For the example given in Table 1, the probability of an individual travelling by bus, car and train are respectively 0.4, 0.3 and 0.3. Hence the entropy value is \(-(0.4\log _2 (0.4)+0.3\log _2(0.3)+0.3\log _2(0.3))=1.571\).

For each of the attributes Gender, Car-owner ship, travel cost and income the information gain in computed and the results are given in Table 3.

Table 3. Information gain result

The attribute with highest gain value is travel cost which is taken as the root node and its branches are its values, namely, standard, expensive and cheap.

The next step computation of informations gain for the removing three attributes is carried out. Table 4 gives the results for the attribute cheap.

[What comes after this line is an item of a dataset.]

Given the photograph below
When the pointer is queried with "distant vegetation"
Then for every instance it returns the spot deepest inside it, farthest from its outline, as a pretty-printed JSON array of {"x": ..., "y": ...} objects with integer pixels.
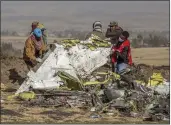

Table 4. Information gain for the node “cheap”

In this way the process can be continued, giving the decision tree. From the decision tree teh transportation mode can be predicted in terms of the attributes. For example for the object with attributes female, car owner, cheap the predicted transportation mode is bus.

3 Conclusion

The input for the MapReduce model is a set S of objects with \(|S|=n\), attributes \(A_1, A_2,\dots , A_k\) where the attribute \(A_i\) takes \(\alpha _i\) values and rules for categorization. The complexity of categorization process is O(n). The complexity of feature selection is O(k). The complexity of C5.0 classifier is \(O(n^2)\). Thus the overall complexity of the algorithm is \(O(n^2)\).